Speaking to The Bookseller at the Faber Spring Party last night (6th February) which showcased writers including Andrew O'Hagan, Sally Rooney and Miranda Doyle, Page praised the prescience of Faber's writers, saying: "There’s an extraordinary sense that writers are already ahead of us, they’re already harvesting the stuff that’s in the ether, and with the arrival of these apparently shocking events in 2016, they were on to them before we were."
He added: "So we feel like we’re already in it, publishing books that challenge a narrow perspective but don’t also become narrow in themselves".
Page said that in order to combat the atmosphere of fear and uncertainty that has emerged following Trump's victory, "we have to stay open and diverse and listen".
Page added: "The notion that if a book makes money then it’s OK to publish it is no longer good enough, and I think that publishers will have to relearn that the choices they make will affect their own opportunity in the world."
Stephen Page with author Andrew O'Hagan
The Faber chief also expressed gratitude at the "incredible" turn-out of booksellers, bloggers and media at the event. "Spring is a time when we can bring such a diverse list the market, so for a literary publisher like us, it’s sort of the most thrilling season… we arrive at this evening, so excited at having created space around each of the books, to hear the writers talk about them, to launch them out to such a vibrant book community, it’s incredible", he said. "When you look back five years and say we would have not been able to fill this room with booksellers, bloggers, media, it’s such a different world and it’s a good world for us.

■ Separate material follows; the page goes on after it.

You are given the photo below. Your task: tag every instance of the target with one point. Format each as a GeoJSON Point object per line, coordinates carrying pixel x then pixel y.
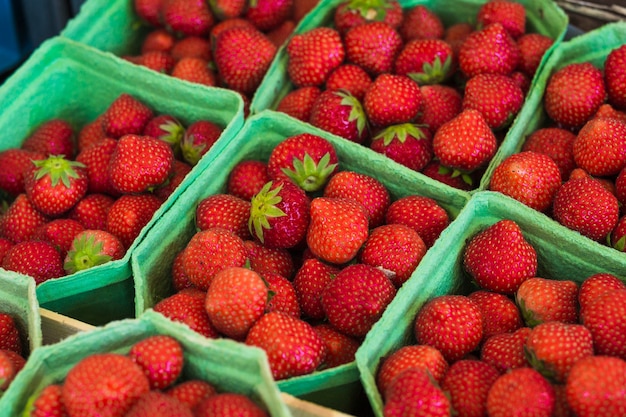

So that’s what we really get tonight, we get really charged by having our books in front of people."
He said: "Faber at the moment is enjoying a very pleasing and exciting success as a publishing house, and as a business we’ve weathered a lot after nearly 90 years, but what we’re enjoying over the last couple of years with the resurgence of bookshops, the reader stepping back towards print books, has been a really thrilling transformation, that we can step towards with great confidence as a literary quality publishing house."
Faber author Sebastian Barry read from his Costa award-winning novel Days Without End to launch the showcase.
Communications director Rachel Alexander said the event was a welcome way to "remind us of the power of literature to tell our human story amid uncertain times".